Decidable Entailments in Separation Logic with Inductive Definitions: Beyond Established Systems

TL;DR

This paper expands the class of decidable entailment problems in separation logic with inductive definitions by introducing equational restrictedness, allowing for richer structures with unbounded treewidth while maintaining 2EXPTIME-completeness.

Contribution

It introduces equational restrictedness as a new condition that generalizes established rules, enabling decidability for broader classes of separation logic formulas.

Findings

Entailment problem is 2EXPTIME-complete for the new class.

Established rules can be transformed into equationally restricted rules.

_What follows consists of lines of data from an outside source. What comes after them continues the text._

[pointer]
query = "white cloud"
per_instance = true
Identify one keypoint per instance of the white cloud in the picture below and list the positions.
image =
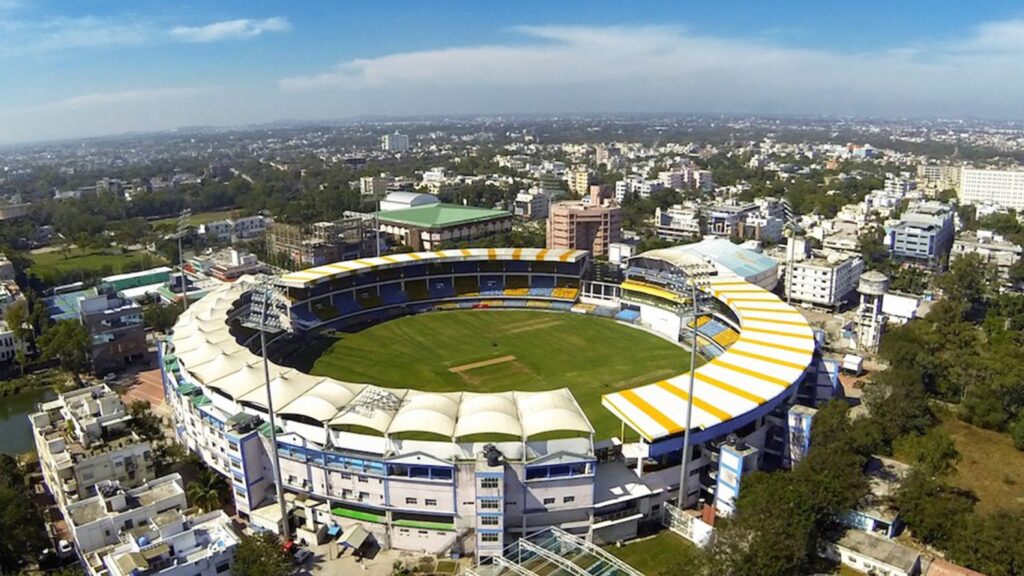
(637, 69)
(226, 30)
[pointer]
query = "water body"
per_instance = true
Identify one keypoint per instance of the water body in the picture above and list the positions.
(15, 432)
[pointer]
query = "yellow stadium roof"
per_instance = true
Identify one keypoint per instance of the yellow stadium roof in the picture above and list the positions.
(774, 347)
(313, 276)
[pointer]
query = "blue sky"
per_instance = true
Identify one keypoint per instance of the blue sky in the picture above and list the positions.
(97, 67)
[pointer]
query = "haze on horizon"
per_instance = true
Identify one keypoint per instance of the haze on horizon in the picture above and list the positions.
(98, 69)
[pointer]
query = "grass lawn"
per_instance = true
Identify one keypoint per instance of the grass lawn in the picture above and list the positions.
(528, 351)
(88, 260)
(989, 465)
(660, 556)
(198, 218)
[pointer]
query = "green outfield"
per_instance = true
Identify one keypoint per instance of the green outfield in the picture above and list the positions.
(497, 351)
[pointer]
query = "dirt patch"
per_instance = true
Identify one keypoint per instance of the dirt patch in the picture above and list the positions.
(481, 364)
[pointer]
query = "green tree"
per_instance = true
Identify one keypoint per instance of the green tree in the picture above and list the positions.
(68, 341)
(261, 554)
(205, 491)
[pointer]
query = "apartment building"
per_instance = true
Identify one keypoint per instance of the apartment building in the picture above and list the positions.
(98, 523)
(825, 282)
(173, 544)
(83, 439)
(992, 248)
(1000, 188)
(574, 225)
(394, 142)
(679, 222)
(231, 229)
(924, 234)
(117, 330)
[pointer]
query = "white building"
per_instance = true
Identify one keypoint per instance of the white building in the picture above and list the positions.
(1004, 188)
(823, 281)
(678, 223)
(992, 248)
(82, 439)
(394, 142)
(235, 228)
(96, 523)
(173, 544)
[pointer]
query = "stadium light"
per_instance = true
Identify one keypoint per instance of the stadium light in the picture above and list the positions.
(693, 275)
(263, 296)
(182, 228)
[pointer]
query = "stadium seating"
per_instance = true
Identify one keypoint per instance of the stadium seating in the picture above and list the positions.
(417, 290)
(467, 286)
(392, 294)
(441, 288)
(492, 286)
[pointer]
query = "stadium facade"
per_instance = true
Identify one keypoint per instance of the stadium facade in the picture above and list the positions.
(467, 471)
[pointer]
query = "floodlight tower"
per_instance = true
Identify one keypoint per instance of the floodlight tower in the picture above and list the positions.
(263, 301)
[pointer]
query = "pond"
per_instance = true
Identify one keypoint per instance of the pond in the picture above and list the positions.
(15, 432)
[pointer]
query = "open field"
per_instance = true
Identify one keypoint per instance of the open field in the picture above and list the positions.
(198, 218)
(989, 465)
(658, 556)
(590, 356)
(87, 261)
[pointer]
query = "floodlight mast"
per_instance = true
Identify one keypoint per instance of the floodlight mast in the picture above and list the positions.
(684, 468)
(266, 290)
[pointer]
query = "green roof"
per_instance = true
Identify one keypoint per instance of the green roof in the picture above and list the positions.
(440, 215)
(358, 515)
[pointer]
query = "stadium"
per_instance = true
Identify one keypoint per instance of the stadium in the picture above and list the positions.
(468, 471)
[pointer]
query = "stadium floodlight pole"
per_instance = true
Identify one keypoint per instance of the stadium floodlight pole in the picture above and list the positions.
(684, 468)
(266, 290)
(182, 225)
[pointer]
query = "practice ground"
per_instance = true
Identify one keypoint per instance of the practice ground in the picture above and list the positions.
(498, 351)
(86, 260)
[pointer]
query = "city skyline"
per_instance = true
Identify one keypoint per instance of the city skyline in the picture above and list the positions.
(101, 69)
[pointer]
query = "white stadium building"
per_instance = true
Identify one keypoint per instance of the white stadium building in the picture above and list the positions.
(470, 472)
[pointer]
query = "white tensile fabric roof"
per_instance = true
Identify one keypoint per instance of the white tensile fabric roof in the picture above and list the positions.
(208, 352)
(774, 347)
(313, 276)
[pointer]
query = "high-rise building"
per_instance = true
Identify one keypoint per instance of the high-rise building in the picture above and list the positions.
(394, 142)
(1001, 188)
(579, 227)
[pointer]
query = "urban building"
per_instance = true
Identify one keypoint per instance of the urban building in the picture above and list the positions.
(402, 200)
(117, 329)
(821, 281)
(227, 264)
(679, 222)
(427, 227)
(580, 180)
(322, 243)
(993, 249)
(100, 523)
(576, 227)
(924, 234)
(6, 269)
(83, 439)
(175, 544)
(236, 229)
(984, 186)
(375, 187)
(394, 142)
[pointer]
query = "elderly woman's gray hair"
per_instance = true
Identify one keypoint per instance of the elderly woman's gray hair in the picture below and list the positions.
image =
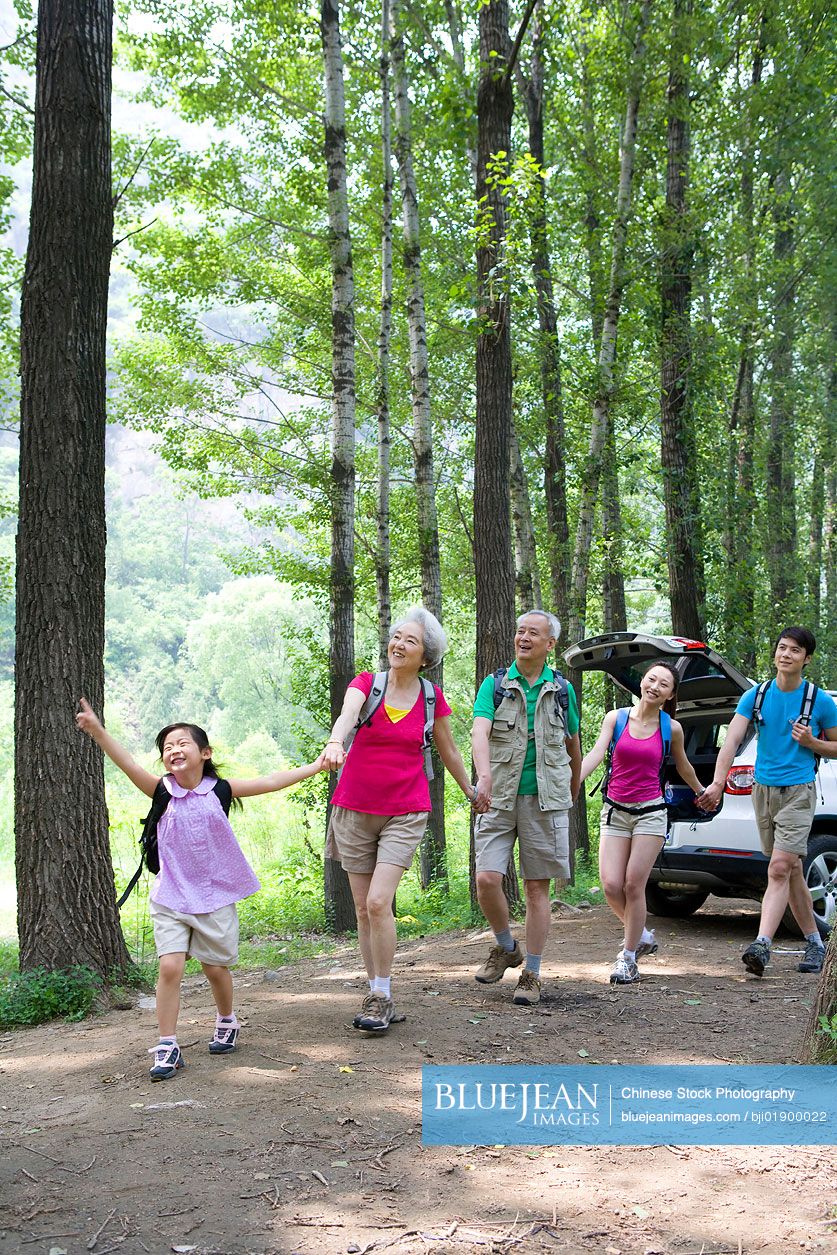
(552, 620)
(436, 639)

The new class includes structures with unbounded treewidth.

Abstract

We define a class of Separation Logic formulae, whose entailment problem: given formulae $\phi, \psi_1, \ldots, \psi_n$, is every model of $\phi$ a model of some $\psi_i$? is 2EXPTIME-complete. The formulae in this class are existentially quantified separating conjunctions involving predicate atoms, interpreted by the least sets of store-heap structures that satisfy a set of inductive rules, which is also part of the input to the entailment problem. Previous work consider established sets of rules, meaning that every existentially quantified variable in a rule must eventually be bound to an allocated location, i.e. from the domain of the heap. In particular, this guarantees that each structure has treewidth bounded by the size of the largest rule in the set. In contrast, here we show that establishment, although sufficient for decidability (alongside two other natural conditions), is not necessary, by providing a condition, called equational restrictedness, which applies syntactically to (dis-)equalities. The entailment problem is more general in this case, because equationally restricted rules define richer classes of structures, of unbounded treewidth. In this paper we show that (1) every established set of rules can be converted into an equationally restricted one and (2) the entailment problem is 2EXPTIME-complete in the latter case, thus matching the complexity of entailments for established sets of rules.